I was working as a psychotherapist. So on the upside, my co-workers were familiar with helping people cope with grief and loss. On the flipside, I had patients waiting to see me because they were struggling with problems of their own.
The receptionists canceled all the appointments in my calendar for the next month. They explained to my patients I’d had a family emergency and they weren’t sure when I’d be able to return to the office.
My supervisor called me a couple of days later. She said my co-workers wanted to do whatever was most comfortable for me. She asked if I felt OK with them attending the funeral or if I preferred to keep my work life and my personal life separate.
I told her any of my colleagues were welcome to attend and their support would be appreciated. Many of my co-workers attended the funeral. Others sent food, cards, flowers, and kind words.
My short-term disability benefits covered my pay so I could take a couple of months off from work. I remain grateful that I was able to take that time to get my affairs in order.
I couldn’t be an effective therapist when my own life was turned upside down. And while a couple of months didn’t heal my pain, I was able to surround myself with friends and family as I began to face my new reality.
About one week before my scheduled return to the office, my supervisor called. She asked how she could help make the transition back to work as smooth as possible.

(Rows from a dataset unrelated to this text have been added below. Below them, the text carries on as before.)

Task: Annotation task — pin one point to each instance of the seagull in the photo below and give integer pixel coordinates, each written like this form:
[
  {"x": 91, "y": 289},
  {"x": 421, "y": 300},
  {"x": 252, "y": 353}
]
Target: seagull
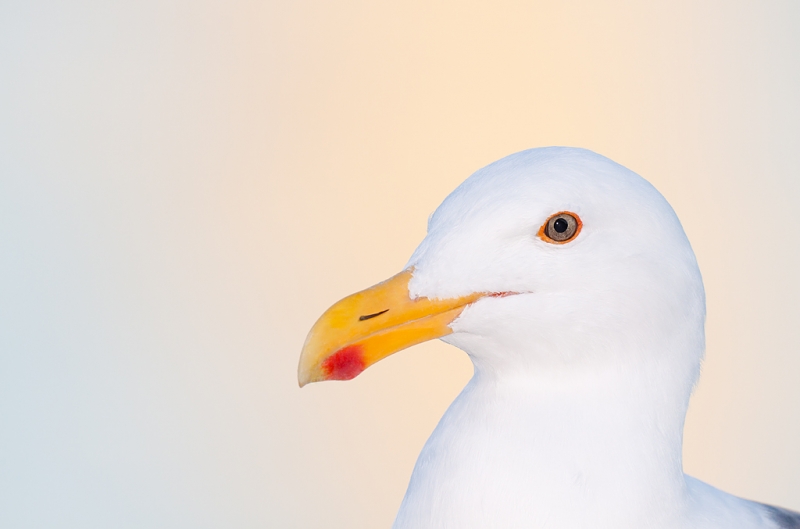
[{"x": 571, "y": 285}]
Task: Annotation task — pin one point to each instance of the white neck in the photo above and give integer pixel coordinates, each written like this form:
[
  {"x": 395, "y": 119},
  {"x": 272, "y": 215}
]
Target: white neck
[{"x": 592, "y": 449}]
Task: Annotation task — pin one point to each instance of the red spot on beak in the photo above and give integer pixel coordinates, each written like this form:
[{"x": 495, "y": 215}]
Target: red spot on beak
[{"x": 344, "y": 364}]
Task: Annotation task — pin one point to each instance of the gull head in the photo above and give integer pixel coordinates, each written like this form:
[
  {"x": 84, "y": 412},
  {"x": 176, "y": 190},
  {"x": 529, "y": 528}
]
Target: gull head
[{"x": 548, "y": 262}]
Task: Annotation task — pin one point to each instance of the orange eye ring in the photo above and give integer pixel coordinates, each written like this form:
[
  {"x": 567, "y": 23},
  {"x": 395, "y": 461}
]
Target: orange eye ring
[{"x": 561, "y": 228}]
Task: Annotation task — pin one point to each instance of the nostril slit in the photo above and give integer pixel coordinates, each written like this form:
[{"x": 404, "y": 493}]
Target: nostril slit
[{"x": 370, "y": 316}]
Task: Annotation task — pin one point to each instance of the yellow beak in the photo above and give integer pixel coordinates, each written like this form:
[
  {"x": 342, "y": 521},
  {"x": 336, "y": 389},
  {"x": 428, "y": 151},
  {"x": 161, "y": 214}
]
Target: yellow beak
[{"x": 370, "y": 325}]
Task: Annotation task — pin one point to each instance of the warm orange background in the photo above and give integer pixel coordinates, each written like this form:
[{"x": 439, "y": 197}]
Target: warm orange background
[{"x": 186, "y": 186}]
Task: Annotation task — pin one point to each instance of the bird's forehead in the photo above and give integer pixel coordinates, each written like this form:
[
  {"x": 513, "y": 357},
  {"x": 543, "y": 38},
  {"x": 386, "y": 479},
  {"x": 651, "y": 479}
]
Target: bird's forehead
[{"x": 531, "y": 184}]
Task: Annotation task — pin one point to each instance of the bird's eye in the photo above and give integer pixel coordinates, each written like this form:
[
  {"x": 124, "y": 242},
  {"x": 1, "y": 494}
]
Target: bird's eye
[{"x": 560, "y": 228}]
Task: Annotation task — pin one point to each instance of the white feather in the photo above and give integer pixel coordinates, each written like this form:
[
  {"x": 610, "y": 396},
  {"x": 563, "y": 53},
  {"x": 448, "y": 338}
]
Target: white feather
[{"x": 574, "y": 417}]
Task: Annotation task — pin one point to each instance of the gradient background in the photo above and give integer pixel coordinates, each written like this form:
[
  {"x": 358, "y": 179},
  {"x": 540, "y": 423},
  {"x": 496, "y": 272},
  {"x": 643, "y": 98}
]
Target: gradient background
[{"x": 186, "y": 186}]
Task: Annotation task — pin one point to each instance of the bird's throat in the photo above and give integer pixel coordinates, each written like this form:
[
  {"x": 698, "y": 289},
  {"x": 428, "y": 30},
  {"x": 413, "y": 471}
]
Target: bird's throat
[{"x": 567, "y": 453}]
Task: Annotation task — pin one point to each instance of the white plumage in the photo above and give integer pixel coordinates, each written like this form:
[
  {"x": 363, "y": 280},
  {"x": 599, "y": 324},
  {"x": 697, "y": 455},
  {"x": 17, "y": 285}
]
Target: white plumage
[{"x": 574, "y": 417}]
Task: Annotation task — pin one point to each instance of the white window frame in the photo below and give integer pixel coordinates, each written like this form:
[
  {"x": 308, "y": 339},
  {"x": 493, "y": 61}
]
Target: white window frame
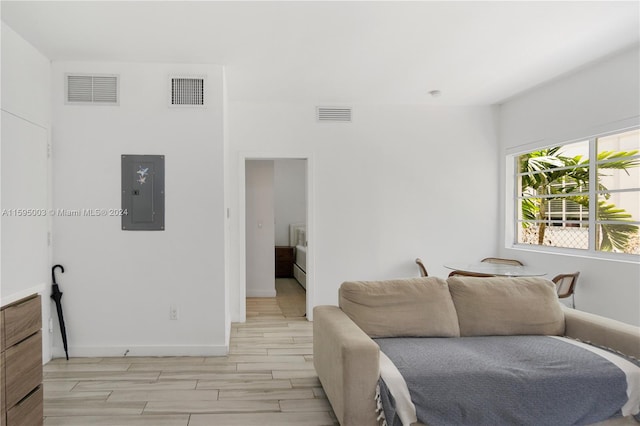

She asked me straight up, “Would you prefer people check in with you about your loss or not bring it up in the office?”
Allowing me to offer input was the most helpful thing she could have done.
I welcomed my co-workers checking in with me. After all, they were therapists who understood grief. But I preferred they not ask in the middle of the day.
I had a busy schedule filled with therapy appointments–and so did my co-workers. A two-minute conversation between patients wasn’t likely to be helpful.
Instead, it might bring on another wave of grief and sadness, which wouldn’t be productive in a job that involves helping people overcome depression.
We also decided to change the date of my return to work. Instead of going in on a Monday, I’d go into the office on a Friday.
We didn’t schedule any appointments with patients that day. Instead, I could catch up on email and say hello to my co-workers. That eased the transition back to the office.
After that conversation, my supervisor sent an email to my co-workers. She let them know when I’d be returning to the office. She also let them know how they could best support me.
While nothing was easy about being widowed at age 26, my supervisor and my co-workers made the return to work as easy as it could be. And I’m grateful for their support.
While one employee may find work provides a temporary escape from grief, another employee may find work is a painful reminder of the loss. What helps one person might not help another.
In a widely shared Facebook post, Sheryl Sandberg said she felt like her grief was the elephant in the room after her husband passed away. She wanted her co-workers to bring up her loss.
And while that may have worked well for her, for other people–including me–talking about grief throughout the workday is too disruptive.
One of the best ways leaders can support someone who is grieving is to ask, “What can we do to support you?”
But don’t be surprised if a grief-stricken individual doesn’t have a clear answer. It can be difficult to predict what will help and what might hurt.
But asking the question gives a grieving person a little bit of control–which is something people need when it feels like their entire life is out of their control.
Schedule follow-up meetings to see if a person’s needs have changed. What helped last month may not be so helpful this month.
Your organization will likely help many people deal with grief over the course of their careers. And there’s no need to have a one-size-fits-all policy. Instead, offer support that is customized to meet each individual’s unique needs.